Galway Senator Fidelma Healy Eames highlights that the aid provided by the Department of Social Protection to assist people affected by recent flooding is more timely and generous compared with previous schemes. It takes cognisance of the fact that climate change is a reality and that homes and families must be supported quickly and efficiently.
Key briefing points follow:
- The Department of the Environment, Community and Local Government is the lead Department for severe weather emergencies and the Office of Public Works has responsibility for capital flood relief activities.
- The Department of Social Protection (DSP) has an important role to play in assisting households in the immediate aftermath of emergency events such as the recent severe weather conditions.
- DSP Community Welfare Service (CWS) Emergency clinics are in place to provide assistance to those in the worst affected areas. This service is being supplemented by facilitating customers by appointments and making house calls to those requiring this level of support. For example, by Thursday 6th Feb in Limerick some 160 people had been seen in the CWS clinics and the homes of over 50 vulnerable people had been visited.
- DSP is assessing and meeting the demands of the public as they arise. The situation on the ground is being monitored and DSP staff are engaging with the local authorities and other agencies and community groups to ensure supports are being provided to those affected as swiftly as possible and that Community Welfare Service contact details are being provided to those seeking support.
3 Stage Approach
In dealing with emergency events of this nature, the DSP generally adopts a three stage approach as follows:
- Stage 1 is to provide emergency income support payments (food, clothing and personal items) in the immediate aftermath of the event. A relatively small amount of financial assistance is generally provided initially but this will increase as the extent of the problems become clearer.
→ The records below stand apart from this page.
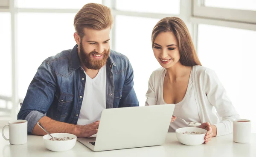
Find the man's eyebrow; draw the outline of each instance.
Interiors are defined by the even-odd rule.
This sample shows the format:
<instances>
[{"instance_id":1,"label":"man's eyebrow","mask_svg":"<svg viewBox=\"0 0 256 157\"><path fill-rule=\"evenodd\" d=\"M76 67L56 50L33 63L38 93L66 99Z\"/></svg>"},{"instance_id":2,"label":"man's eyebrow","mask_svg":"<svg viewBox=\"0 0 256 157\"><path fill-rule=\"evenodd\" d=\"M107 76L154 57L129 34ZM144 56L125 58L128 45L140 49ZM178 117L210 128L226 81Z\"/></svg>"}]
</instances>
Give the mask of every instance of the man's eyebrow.
<instances>
[{"instance_id":1,"label":"man's eyebrow","mask_svg":"<svg viewBox=\"0 0 256 157\"><path fill-rule=\"evenodd\" d=\"M161 46L161 45L160 45L159 44L157 44L157 43L155 43L155 42L154 42L154 45L157 45L157 46L161 46L161 47L162 47L162 46Z\"/></svg>"},{"instance_id":2,"label":"man's eyebrow","mask_svg":"<svg viewBox=\"0 0 256 157\"><path fill-rule=\"evenodd\" d=\"M110 39L108 39L108 40L105 40L105 41L104 41L103 42L107 42L107 41L108 41L108 40L110 40ZM98 42L95 42L95 41L90 41L90 40L87 40L87 42L95 42L95 43L98 43Z\"/></svg>"}]
</instances>

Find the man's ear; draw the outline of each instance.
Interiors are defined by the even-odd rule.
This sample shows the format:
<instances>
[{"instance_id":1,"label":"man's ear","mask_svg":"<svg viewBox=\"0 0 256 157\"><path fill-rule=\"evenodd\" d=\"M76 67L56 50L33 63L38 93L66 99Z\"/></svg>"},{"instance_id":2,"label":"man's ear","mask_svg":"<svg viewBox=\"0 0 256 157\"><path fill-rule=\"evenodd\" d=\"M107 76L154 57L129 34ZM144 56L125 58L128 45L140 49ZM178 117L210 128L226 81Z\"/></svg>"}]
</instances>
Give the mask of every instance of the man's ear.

The response on the ground to the current flooding is at this stage with payments issuing mainly in respect of food, clothing, toiletries and accommodation.
- Stage 2 generally involves the replacement of white goods, basic furniture items and other essential household items. It is not until the flood water abates and houses dry out that the full extent of the damage to homes will become known.
- Stage 3 is to identify what longer term financial support or works are required. It could take several months before this stage of response commences and this involves a cross Departmental/Agency response. Assistance toward the cost of repairing structural damage may be considered where this is not covered by the householder’s insurance. It is expected that this may arise in particular geographic locations where householders could not secure insurance on reasonable terms—or at all—because of earlier flooding incidents. Work carried out can include plastering, dry-lining, relaying of floors, electrical re-wiring, painting etc
- A Humanitarian Assistance scheme was approved by Government in November 2009. The Government authorised the spending of up to €10 million in humanitarian aid to households affected by flooding. The total spend to the end of 2013 was approximately €2.2 million in respect of approximately 3,500 payments.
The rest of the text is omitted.